John McCain dead at 81
John McCain

John McCain

WASHINGTON— U.S. Senator John McCain, a former prisoner of war in Vietnam who ran for president in 2008 as a self-styled maverick Republican and became a prominent critic of President Donald Trump, died on Saturday, his office said. He was 81.

A senator for Arizona for more than three decades, McCain had been suffering from glioblastoma, a brain cancer, since July 2017 and had not been at the U.S. Capitol this year.

His family said on Friday that McCain was discontinuing cancer treatment.

He died on Saturday afternoon with his wife Cindy and other family members at his bedside. “At his death, he had served the United States of America faithfully for sixty years,” said a statement from his office.

McCain frequently sparred with Trump and told his family he did not want the president to attend his funeral, CNN reported, citing family friends.

Flags were flying at half-staff at the White House yesterday morning, hours after Trump tweeted his “deepest sympathies and respect” to McCain’s family.

McCain will lie in state in both Phoenix, Arizona, and in the Capitol Rotunda in Washington, D.C.

He will receive a full dress funeral service at the Washington National Cathedral, where Vice President Mike Pence is expected to represent the current administration, before being buried in Annapolis, Maryland, his family said.

Paying tribute to his 2008 election opponent, former President Barack Obama described McCain as an idealist and said there was “something noble” about their political battles.

Cindy McCain said her husband had “passed the way he lived, on his own terms, surrounded by the people he loved, in the place he loved best.”

“My heart is broken.
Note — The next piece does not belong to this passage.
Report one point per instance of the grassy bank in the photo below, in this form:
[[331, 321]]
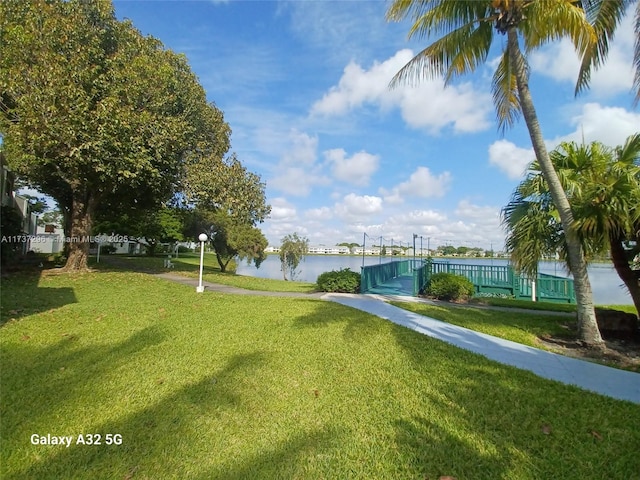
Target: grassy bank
[[189, 264], [211, 386]]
I am so lucky to have lived the adventure of loving this incredible man for 38 years,” she wrote on Twitter.

The vacancy created by McCain’s death narrows the number of Republican-held seats in the 100-member U.S. Senate to 50, with Democrats controlling 49. Republican Arizona Governor Doug Ducey was expected to appoint a member of his own party to succeed McCain.

That could also give Republicans a slight edge in the battle to confirm Brett Kavanaugh to the U.S. Supreme Court in the weeks ahead because McCain had been too ill to cast any votes this year.

Alternatively affable and cantankerous, McCain had been in the public eye since the 1960s when, as a naval aviator, he was shot down during the Vietnam War and tortured by his North Vietnamese communist captors during 5-1/2 years as a prisoner.—Reuters.